Data_Sheet_2_What Comes First: Return to School or Return to Activity for Youth After Concussion? Maybe We Don't Have to Choose.PDF (525.97 kB)

Data_Sheet_2_What Comes First: Return to School or Return to Activity for Youth After Concussion? Maybe We Don't Have to Choose.PDF

Download (525.97 kB)
posted on 23.07.2019, 14:30 by Carol A. DeMatteo, Sarah Randall, Chia-Yu A. Lin, Everett A. Claridge

Objectives: Return to School (RTS) and Return to Activity/Play (RTA) protocols are important in concussion management. Minimal evidence exists as to sequence and whether progression can occur simultaneously. Experts recommend that children/youth fully return to school before beginning RTA protocols. This study investigates recovery trajectories of children/youth while following RTA and RTS protocols simultaneously, with the following objectives: (1) to compare rates and patterns of progression through the stages of both protocols; (2) to evaluate symptom trajectories of youth post-concussion while progressing through stages of RTS and RTA; and (3) to propose a new model for concussion management in youth that involves the integration of Return to Activity and Return to School protocols.

Methods: In a 3-year prospective-cohort study of 139 children/youth aged 5–18 years with concussive injury, self-reported symptoms using PCSS and stage of protocols were evaluated every 48 h using electronic surveys until full return to school and activity/sport were attained. Information regarding school accommodation and achievement was collected.

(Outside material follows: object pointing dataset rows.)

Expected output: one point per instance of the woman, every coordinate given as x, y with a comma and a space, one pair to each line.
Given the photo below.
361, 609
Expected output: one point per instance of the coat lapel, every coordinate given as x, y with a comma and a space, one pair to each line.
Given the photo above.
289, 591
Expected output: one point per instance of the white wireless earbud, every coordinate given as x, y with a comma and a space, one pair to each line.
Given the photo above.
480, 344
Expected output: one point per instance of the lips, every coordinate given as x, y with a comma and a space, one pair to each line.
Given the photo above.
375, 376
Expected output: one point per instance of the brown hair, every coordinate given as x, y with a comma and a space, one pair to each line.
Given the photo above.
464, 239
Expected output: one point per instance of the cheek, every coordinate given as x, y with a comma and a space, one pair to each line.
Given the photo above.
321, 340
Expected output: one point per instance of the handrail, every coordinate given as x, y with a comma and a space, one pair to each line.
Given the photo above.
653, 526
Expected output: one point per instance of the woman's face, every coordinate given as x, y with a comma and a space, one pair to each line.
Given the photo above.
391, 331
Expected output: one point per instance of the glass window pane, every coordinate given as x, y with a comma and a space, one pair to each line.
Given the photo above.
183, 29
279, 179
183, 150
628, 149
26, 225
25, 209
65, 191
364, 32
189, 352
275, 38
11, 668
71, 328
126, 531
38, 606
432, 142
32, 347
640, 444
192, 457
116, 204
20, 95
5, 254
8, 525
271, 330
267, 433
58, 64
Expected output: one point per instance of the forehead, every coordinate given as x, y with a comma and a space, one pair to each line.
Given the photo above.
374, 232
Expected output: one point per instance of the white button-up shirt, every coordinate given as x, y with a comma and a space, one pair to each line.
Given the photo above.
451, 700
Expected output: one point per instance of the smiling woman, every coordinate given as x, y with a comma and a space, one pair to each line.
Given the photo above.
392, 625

Results: Sample mean age is 13 years, 46% male. Youth are returning to school with accommodations significantly quicker than RTA (p = 0.001). Significant negative correlations between total PCSS score and stage of RTS protocol were found at: 1-week (r = −0.376, p < 0.0001; r = −0.317, p = 0.0003), 1-month (r = −0.483, p < 0.0001; r = −0.555, p < 0.0001), and 3-months (r = −0.598, p < 0.0001; r = −0.617, p < 0.0001); indicating lower symptom scores correlated with higher guideline stages. Median full return to school time is 35 days with 21% of youth symptomatic at full return. Median return time to full sport competition is 38 days with 15% still symptomatic. Sixty-four percent of youth reported experiencing school problems during recovery and 30% at symptom resolution, with 31% reporting a drop in their grades during recovery and 18% at study completion.

Conclusions: Children/youth return to school faster than they return to play in spite of the self-reported, school-related symptoms they experience while moving through the protocols. Youth can progress simultaneously through the RTS and RTA protocols during stages 1–3. Considering the numbers of youth having school difficulties post-concussion, full contact sport, stage 6, of RTA, should be delayed until full and successful reintegration back to school has been achieved. In light of the huge variability in recovery, determining how to resume participation in activities despite ongoing symptoms is still the challenge for each individual child. There is much to be learned with further research needed in this area.